Werner Herzog es un hombre del Romanticismo. Empezando por su aspecto. Esa jeta que se le ha ido haciendo, como de ser maligno, de vampiro despiadado.
En su cine pervive el espíritu romántico alemán. Herzog es un Caspar David Friedrich con una cámara cinematográfica. Un tipo que pretende enfrentarse a los límites naturales del hombre. Los confines, lo inaccesible, la locura, la diferencia, la deformidad. Uno intuye que a Werner Herzog no le interesa para nada la
normalidad. La cotidianidad le aburre soberanamente.
En
La cueva de los sueños olvidados no es distinto. En un primer momento, me extrañaba que Herzog hubiese centrado su atención en algo relacionado, intrínsecamente, con el mundo de la cultura (aun siendo prehistórica). No obstante, uno ve ese filme documental y no tarda en apreciar que a Herzog la cultura, en sí, es decir, esnobista, le da absolutamente igual. A Herzog le interesa, al contrario, y de nuevo, esa huida
romántica lejos del mundo civilizado, hacia los confines. Le interesa la lejanía, el desplazamiento. Herzog, inclusive, utiliza el cine como un medio para escapar, como una clase de
experiencia límite. El resultado, en cierto modo, es secundario.
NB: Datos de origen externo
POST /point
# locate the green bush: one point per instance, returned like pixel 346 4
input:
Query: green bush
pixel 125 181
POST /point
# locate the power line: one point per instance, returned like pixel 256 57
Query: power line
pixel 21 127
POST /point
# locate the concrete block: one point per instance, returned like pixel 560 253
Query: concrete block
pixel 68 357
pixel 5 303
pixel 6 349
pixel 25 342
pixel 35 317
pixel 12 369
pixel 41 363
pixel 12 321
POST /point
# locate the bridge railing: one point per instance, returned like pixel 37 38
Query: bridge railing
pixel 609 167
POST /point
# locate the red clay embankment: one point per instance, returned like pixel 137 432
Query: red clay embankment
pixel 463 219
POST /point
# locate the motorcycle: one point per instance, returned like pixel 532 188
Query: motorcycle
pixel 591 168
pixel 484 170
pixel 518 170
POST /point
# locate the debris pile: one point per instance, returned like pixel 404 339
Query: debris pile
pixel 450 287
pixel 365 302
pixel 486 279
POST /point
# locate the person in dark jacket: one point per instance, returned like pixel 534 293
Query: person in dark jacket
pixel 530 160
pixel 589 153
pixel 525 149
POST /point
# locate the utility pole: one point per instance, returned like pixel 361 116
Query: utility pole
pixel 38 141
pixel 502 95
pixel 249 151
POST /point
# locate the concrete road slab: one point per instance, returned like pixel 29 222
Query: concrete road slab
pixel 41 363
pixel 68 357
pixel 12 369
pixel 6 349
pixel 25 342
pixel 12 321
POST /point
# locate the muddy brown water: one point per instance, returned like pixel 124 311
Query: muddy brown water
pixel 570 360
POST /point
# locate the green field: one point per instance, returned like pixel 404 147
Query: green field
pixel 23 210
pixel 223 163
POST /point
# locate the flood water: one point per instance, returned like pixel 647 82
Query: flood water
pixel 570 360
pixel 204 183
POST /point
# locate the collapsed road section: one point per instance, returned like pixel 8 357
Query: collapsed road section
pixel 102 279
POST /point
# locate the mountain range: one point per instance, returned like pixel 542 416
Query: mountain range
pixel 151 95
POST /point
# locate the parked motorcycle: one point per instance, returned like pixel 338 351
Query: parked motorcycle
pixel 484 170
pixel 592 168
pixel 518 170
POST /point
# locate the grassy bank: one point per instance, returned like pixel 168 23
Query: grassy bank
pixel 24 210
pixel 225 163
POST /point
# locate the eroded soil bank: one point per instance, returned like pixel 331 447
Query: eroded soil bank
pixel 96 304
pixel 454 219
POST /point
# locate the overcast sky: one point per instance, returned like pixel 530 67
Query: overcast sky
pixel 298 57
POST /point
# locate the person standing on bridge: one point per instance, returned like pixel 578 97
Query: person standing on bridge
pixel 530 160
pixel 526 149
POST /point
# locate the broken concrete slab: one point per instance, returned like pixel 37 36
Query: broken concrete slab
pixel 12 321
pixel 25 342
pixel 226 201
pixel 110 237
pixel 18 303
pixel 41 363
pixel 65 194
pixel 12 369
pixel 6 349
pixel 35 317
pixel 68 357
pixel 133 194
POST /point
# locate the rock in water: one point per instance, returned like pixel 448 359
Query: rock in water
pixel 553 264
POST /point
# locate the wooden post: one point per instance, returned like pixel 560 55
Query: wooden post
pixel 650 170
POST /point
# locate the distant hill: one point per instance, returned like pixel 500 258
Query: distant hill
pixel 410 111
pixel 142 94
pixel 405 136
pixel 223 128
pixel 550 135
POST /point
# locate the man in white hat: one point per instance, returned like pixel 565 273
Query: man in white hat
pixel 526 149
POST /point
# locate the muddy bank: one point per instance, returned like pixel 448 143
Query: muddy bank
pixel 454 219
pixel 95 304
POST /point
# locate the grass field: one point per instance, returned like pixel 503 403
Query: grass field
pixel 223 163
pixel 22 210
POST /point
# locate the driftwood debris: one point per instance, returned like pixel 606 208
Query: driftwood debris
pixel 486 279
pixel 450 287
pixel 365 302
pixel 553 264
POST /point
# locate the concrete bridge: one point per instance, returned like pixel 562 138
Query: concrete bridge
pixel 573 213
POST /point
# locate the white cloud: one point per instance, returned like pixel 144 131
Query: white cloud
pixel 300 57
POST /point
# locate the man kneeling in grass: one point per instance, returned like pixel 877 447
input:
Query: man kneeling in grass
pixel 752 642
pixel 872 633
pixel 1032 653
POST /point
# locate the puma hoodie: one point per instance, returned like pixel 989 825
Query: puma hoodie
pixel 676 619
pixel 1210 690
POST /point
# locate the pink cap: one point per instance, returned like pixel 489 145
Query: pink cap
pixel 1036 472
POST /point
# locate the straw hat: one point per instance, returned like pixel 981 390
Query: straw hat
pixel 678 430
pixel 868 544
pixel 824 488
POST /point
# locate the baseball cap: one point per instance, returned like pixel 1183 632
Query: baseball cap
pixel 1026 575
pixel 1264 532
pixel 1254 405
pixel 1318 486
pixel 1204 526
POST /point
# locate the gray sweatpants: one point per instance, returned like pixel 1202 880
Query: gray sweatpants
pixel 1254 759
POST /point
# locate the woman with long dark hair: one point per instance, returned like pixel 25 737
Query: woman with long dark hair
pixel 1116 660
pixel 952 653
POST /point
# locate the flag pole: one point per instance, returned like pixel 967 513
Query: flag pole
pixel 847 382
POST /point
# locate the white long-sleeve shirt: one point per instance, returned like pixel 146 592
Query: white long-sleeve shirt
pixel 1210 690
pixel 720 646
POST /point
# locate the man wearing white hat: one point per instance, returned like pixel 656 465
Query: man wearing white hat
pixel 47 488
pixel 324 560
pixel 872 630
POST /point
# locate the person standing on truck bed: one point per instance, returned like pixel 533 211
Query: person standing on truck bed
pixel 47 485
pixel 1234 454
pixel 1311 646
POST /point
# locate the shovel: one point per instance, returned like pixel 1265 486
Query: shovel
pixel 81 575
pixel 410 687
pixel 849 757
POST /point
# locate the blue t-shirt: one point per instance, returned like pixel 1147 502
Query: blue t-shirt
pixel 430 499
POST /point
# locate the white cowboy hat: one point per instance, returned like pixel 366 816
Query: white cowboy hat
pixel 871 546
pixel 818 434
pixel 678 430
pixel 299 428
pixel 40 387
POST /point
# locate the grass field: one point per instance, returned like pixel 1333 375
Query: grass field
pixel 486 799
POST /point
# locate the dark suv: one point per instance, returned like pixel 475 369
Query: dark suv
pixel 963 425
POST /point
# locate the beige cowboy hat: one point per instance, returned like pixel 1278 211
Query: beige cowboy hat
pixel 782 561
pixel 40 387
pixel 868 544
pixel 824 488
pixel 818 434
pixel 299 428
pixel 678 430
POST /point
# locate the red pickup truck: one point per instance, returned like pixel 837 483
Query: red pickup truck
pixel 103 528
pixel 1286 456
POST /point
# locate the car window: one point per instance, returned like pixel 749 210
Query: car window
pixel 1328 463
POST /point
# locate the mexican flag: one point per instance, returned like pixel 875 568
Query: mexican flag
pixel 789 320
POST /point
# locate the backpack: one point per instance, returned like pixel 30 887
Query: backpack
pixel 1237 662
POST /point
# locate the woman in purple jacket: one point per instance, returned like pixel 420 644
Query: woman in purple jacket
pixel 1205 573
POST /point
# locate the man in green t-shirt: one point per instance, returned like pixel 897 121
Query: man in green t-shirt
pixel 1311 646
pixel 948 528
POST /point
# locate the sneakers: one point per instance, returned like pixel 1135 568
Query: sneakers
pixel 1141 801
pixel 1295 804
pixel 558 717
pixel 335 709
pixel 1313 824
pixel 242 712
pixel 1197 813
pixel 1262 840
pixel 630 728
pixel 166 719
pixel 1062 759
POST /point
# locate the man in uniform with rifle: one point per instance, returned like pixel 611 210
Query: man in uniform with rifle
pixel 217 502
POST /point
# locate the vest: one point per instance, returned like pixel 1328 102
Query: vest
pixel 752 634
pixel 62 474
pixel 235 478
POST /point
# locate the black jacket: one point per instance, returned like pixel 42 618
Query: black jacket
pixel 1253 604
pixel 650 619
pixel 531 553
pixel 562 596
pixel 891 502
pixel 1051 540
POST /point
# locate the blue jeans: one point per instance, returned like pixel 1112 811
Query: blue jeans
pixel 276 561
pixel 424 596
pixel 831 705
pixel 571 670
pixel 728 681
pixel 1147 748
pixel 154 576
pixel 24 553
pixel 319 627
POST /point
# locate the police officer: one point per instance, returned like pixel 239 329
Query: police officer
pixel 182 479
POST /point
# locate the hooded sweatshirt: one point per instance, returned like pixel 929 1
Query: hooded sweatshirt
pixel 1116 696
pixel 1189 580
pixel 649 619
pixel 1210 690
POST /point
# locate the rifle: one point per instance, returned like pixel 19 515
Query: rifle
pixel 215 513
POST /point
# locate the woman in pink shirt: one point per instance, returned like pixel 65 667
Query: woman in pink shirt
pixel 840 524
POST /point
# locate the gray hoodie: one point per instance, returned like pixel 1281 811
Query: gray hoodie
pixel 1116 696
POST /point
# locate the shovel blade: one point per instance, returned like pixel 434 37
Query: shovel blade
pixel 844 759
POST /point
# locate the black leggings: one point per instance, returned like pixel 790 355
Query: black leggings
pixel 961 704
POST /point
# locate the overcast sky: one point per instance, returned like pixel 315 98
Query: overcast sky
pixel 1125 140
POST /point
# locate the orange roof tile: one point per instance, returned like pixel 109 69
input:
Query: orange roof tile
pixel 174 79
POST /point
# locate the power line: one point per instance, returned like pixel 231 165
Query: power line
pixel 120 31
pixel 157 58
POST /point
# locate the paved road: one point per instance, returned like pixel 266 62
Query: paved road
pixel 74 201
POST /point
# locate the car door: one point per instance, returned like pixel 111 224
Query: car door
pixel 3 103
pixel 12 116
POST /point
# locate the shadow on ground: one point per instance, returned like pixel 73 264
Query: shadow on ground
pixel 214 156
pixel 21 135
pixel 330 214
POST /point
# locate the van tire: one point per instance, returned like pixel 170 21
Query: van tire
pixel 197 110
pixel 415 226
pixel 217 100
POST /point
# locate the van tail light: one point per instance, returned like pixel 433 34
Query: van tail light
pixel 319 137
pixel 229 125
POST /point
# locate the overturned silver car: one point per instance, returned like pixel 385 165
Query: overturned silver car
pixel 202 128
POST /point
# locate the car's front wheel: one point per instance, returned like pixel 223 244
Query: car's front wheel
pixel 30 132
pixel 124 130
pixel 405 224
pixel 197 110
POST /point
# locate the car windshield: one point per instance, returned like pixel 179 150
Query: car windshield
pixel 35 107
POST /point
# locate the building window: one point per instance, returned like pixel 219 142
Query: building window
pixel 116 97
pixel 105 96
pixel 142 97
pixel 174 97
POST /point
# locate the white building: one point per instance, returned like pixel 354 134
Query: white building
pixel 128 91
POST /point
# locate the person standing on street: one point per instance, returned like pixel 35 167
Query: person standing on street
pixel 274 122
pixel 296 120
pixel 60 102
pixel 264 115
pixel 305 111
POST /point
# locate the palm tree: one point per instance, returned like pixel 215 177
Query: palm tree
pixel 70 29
¿Qué le puede atraer a Werner Herzog del mundo prehistórico? La inaccesibilidad, el
desconocimiento, probablemente. Yo creo que a Herzog no le atrae tanto el conocimiento como el
desconocimiento. En cada filme parece que quiera hacer
tabula rasa, desbrozar lo que en el hombre hay de cultural. Alcanzar el origen de sí mismo en lo recóndito. Porque Herzog es, fundamentalmente, un artista que utiliza el arte para explorase a sí mismo.